É por essa razão que vemos um incremento de associações e grupos nos Estados Unidos que lutam pela inclusão do pai na custódia de seus filhos e/ou nas decisões que concernem os interesses deles(DeCrow,1994; Brunner,1990;Wellman,1996). Como exemplo, podemos citar o depoimento de Karen DeCrow (uma militante feminista, presidente da National Organization for Women - N.O.W.) na Casa Branca, no qual ela defende a inclusão do pai na custódia, ressaltando a “importância do compartilhar o cuidado às crianças” , “a prática desumana da visitação” imposta, e que o ”homem pode fazer tudo o que a mulher faz” (DeCrow,1994); e de Michael Kokinda (pai divorciado que divide a custódia de seus filhos com a ex-mulher), fundador e coordenador da Northern Ohio Parents for Equality, que advoga o direito à visitação livre, entre outros postulados.

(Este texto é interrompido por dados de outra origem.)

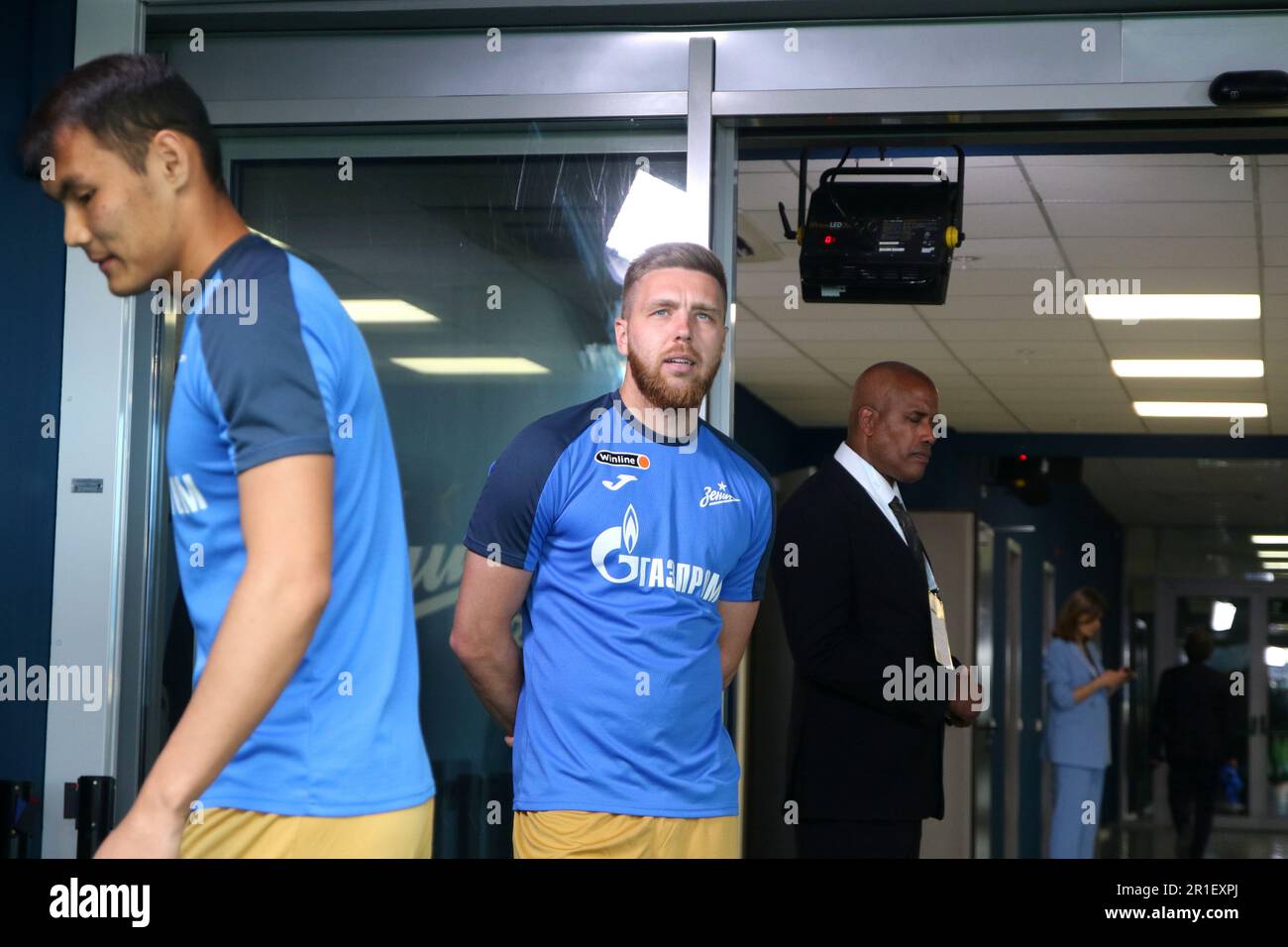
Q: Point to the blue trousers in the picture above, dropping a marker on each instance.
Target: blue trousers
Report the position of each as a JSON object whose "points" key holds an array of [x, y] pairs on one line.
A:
{"points": [[1073, 822]]}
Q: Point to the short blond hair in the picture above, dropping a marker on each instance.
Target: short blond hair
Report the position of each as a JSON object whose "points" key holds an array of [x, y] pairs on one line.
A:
{"points": [[674, 256]]}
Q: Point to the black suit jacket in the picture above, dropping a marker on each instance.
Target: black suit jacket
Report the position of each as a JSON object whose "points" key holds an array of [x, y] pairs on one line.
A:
{"points": [[1193, 719], [853, 604]]}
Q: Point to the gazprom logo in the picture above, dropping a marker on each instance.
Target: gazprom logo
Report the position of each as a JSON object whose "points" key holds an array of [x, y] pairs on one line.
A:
{"points": [[648, 573]]}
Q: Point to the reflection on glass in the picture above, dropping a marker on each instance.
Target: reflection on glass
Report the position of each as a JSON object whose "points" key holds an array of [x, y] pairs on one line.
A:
{"points": [[1276, 705], [487, 294], [1227, 620]]}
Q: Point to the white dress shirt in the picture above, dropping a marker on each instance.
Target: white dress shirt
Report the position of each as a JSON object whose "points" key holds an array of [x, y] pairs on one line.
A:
{"points": [[881, 492]]}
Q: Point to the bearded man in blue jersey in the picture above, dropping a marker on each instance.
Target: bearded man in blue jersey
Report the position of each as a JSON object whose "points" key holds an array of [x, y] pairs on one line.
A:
{"points": [[634, 538], [303, 733]]}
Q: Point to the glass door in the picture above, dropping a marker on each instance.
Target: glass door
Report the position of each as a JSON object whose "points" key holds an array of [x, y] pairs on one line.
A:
{"points": [[1274, 722]]}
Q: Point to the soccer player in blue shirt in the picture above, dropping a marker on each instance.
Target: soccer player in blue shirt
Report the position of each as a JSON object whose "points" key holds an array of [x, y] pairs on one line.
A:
{"points": [[303, 732], [635, 540]]}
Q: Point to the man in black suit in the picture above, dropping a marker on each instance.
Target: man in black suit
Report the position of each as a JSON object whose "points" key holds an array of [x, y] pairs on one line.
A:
{"points": [[1193, 729], [858, 596]]}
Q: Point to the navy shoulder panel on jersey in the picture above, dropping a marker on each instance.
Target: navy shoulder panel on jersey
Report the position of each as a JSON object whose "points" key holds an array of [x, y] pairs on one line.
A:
{"points": [[505, 519], [764, 530], [257, 363], [742, 453]]}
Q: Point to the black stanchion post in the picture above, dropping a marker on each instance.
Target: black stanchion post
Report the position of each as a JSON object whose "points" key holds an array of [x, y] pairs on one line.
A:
{"points": [[90, 800]]}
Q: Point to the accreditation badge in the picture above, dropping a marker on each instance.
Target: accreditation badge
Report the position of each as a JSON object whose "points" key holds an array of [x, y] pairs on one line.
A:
{"points": [[939, 628]]}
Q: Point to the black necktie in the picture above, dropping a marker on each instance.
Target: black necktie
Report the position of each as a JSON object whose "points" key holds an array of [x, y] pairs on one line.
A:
{"points": [[910, 532]]}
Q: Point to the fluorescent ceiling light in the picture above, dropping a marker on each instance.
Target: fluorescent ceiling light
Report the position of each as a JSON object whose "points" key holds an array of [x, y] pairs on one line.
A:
{"points": [[386, 311], [468, 365], [1188, 368], [1201, 408], [1223, 616], [652, 213], [1127, 307]]}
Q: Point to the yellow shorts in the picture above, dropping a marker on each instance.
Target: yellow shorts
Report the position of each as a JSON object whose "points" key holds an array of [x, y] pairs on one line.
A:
{"points": [[241, 834], [563, 834]]}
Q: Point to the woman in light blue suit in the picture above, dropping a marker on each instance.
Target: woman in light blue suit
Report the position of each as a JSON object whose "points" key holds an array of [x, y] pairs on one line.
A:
{"points": [[1077, 723]]}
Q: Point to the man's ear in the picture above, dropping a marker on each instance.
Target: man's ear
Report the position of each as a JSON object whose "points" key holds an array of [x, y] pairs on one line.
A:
{"points": [[619, 328], [867, 420], [171, 153]]}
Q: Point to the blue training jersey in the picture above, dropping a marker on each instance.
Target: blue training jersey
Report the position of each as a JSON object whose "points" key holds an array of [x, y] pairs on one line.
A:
{"points": [[631, 541], [291, 375]]}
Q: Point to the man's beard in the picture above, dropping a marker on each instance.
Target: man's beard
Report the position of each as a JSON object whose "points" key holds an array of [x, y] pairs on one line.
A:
{"points": [[671, 393]]}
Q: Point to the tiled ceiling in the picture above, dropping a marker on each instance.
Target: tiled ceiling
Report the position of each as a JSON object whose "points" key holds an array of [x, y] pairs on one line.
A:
{"points": [[1175, 222], [1184, 491]]}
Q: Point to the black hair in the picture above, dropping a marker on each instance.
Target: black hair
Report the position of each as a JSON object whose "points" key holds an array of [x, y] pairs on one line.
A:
{"points": [[123, 99]]}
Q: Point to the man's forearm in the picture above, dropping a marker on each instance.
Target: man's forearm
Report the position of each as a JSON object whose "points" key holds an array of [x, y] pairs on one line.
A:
{"points": [[263, 638], [496, 678]]}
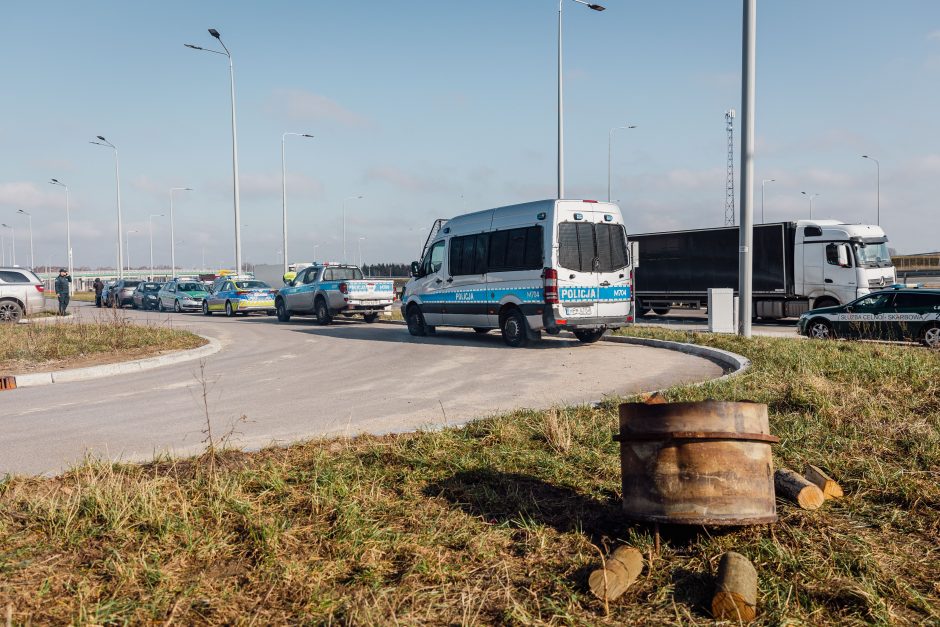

A mudança de ponto de vista de, ao menos, uma corrente do feminismo é emblemática do quanto a luta pelo poder está cedendo espaço para a luta pela verdadeira igualdade; onde as próprias mulheres vêem vantagens em dividir seu espaço com os homens.
3) Definição de Guarda Compartilhada
O termo guarda compartilhada ou guarda conjunta de menores (“joint custody”, em inglês) refere-se à possibilidade dos filhos de pais separados serem assistidos por ambos os pais. Nela, os pais tem efetiva e equivalente autoridade legal para tomar decisões importantes quanto ao bem estar de seus filhos e freqüentemente tem uma paridade maior no cuidado a eles do que os pais com guarda única (“sole custody”, em inglês).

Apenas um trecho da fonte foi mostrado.